This 1995 documentary by the National Film Board of Canada explores the evolving homosexual culture of the time. It features men of all ages talking openly about their sexuality and the challenges they face daily in a straight, and mostly homophobic, society. The documentary draws from intimate conversations with men who have struggled with self-acceptance. It explores the relationships between these men— be they long term and monogamous or purely sexual brief encounters.
Culture dictates most of our preferences and the way in which we do things. Contrary to popular belief, gays in general are very attracted to virility; it’s part of the gay fantasy world. The desire to be a man or to be with a man is highly erotic. The whole image of men dressing up like women in order to attract other men dates back to the 60s, nowadays a man simply needs to be a man in order to attract another man.
Many of the men interviewed relate the moment in which they discovered their sexual orientation. Being different in a society that strives to make everybody as similar as possible is very difficult. It was like swimming against the current for each of them.
These men candidly share the well meaning, yet twisted, advice they received from friends, religious authorities, and even complete strangers. The prejudice, stereotypes, and rejection are quite painful, and in an attempt to not cause a confrontation, many have learned to keep their homosexuality secret. However, a few rebel and chose their personal truth over religion, careers, and even family.

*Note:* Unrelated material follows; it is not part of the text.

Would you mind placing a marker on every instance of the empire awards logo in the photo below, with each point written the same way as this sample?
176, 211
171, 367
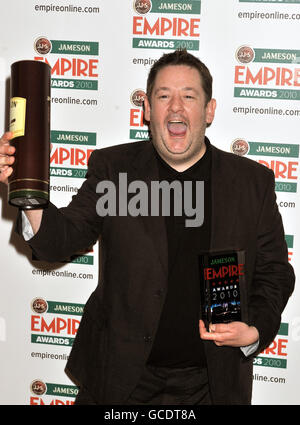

According to some, the more openly a homosexual is able to express his sexuality, the freer he will be from the pressure and problems that society may impose on him. The goal, then, is to be strong enough to rise above the negative images that most people have about homosexuality. For instance, in schools, most of the time the topic only comes up during a conversation about HIV AIDS.
When you think of it, love is always the same. There is no gender attached to it. You can’t say that love is masculine of feminine; it’s just love. Does this mean that society has now fully accepted homosexuals or do some people still have reservations?